Antibiotic resistance evolution
Pathogenic bacteria are increasingly resistant against many antibiotics we use to treat infections and resistance is developing into a serious complication of modern medicine. Matthias Willmann and Silke Peter from the Tübingen medical school and our group teamed up to study evolution of colistin resistance in clinical isolates of Pseudomonas aeruginosa using a morbidostat. This computer controlled continuous culture device was designed by Erdal Toprak and colleagues in Roy Kishony's lab.
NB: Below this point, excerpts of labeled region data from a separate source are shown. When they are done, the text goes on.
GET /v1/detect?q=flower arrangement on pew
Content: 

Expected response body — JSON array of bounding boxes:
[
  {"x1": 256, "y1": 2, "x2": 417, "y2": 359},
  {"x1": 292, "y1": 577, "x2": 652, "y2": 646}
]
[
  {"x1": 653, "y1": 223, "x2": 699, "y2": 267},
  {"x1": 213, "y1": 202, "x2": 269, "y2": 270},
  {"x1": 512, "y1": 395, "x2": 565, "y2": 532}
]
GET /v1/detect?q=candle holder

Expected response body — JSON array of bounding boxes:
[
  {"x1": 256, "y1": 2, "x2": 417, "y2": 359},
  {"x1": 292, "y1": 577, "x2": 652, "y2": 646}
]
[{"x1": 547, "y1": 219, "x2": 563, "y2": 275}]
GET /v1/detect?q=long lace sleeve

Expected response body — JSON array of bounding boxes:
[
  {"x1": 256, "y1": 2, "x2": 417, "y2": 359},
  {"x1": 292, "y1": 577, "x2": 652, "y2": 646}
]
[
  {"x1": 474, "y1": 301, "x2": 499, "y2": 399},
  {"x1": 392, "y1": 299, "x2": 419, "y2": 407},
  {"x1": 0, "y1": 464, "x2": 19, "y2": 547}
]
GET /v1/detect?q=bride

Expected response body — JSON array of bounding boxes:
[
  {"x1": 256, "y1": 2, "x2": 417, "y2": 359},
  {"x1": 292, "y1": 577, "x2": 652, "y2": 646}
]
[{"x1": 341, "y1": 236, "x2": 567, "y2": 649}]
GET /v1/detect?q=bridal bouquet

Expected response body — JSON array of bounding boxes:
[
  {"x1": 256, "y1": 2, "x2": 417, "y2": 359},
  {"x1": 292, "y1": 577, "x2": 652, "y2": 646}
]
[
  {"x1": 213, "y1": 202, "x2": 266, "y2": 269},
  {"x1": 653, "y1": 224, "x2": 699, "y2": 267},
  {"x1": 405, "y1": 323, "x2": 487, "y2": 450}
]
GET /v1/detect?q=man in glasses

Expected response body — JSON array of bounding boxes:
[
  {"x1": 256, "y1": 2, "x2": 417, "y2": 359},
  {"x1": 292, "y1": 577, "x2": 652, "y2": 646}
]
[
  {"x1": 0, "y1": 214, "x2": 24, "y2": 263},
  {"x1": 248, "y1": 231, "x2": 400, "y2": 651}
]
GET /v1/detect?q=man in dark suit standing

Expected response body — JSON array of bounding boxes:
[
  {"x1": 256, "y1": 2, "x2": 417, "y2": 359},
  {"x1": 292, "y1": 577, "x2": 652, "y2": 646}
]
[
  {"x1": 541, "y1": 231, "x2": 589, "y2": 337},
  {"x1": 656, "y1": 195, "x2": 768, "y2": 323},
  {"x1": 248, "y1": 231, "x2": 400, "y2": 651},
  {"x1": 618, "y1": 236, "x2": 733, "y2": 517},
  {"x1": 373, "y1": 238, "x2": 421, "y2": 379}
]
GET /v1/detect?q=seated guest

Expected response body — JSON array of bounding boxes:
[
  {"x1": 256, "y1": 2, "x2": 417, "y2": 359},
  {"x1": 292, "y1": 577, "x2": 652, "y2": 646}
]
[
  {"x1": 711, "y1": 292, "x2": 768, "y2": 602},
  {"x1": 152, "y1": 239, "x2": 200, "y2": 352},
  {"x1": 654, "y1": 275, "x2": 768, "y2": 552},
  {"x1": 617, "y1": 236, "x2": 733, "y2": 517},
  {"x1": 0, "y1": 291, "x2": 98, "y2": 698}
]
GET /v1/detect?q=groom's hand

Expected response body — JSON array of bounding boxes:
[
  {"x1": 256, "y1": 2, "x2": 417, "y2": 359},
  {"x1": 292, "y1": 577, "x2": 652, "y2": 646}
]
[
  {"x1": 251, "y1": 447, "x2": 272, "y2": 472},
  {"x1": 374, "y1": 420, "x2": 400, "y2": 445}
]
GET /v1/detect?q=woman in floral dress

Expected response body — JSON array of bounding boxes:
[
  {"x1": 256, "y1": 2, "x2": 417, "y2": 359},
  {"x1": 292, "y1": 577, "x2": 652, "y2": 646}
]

The morbidostat adjust drug concentrations such that the bugs struggle but grow. Over days and weeks, the bacteria become resistant while we can take samples and sequence the population to track the changes in their genomes. Over 2-3 weeks, all replicate cultures became resistant via mutational pathways that are reproducible, but strain dependent ( Regenbogen et al. AAC, 2017).
Bacterial pan-genomes and genome dynamics
In addition to vertical inheritance, bacteria exchange plasmids and genomic DNA horizontally. This mix of inheritance patterns make the analysis of bacterial evolution challenging and interesting. To come to grips the complexity of bacterial genomes, Wei Ding has developed a pipe line to reconstruct and visualize bacterial pan-genomes (Ding et al. 2017). The output of this tool is available for exploration at pangenome.ch. We are currently exploring different ways to construct, visualize, and comprehend the evolutionary laws governing bacterial diversity.
Rapid inference of time stamped phylogenies
Mutations that accumulate in the genome of replicating biological organisms can be used to infer their evolutionary history. In case of measurably evolving organisms genomes often reveal their detailed spatio-temporal spread. Such phylodynamic analyses are particularly useful to understand the epidemiology of rapidly evolving viral pathogens. The volume of genome sequences available for different pathogens, however, have increased dramatically over the last couple of years and traditional methods for phylodynamic analysis scale poorly with growing data sets. Pavel Sagulenko developed TreeTime, a python based framework for phylodynamic analysis using an approximate Maximum Likelihood approach. TreeTime can estimate ancestral states, infer evolution models, reroot trees to maximize temporal signals, estimate molecular clock phylogenies and population size histories. The run time of TreeTime scales linearly with data set size. TreeTime is available as open source package on github and as a web server at treetime.ch.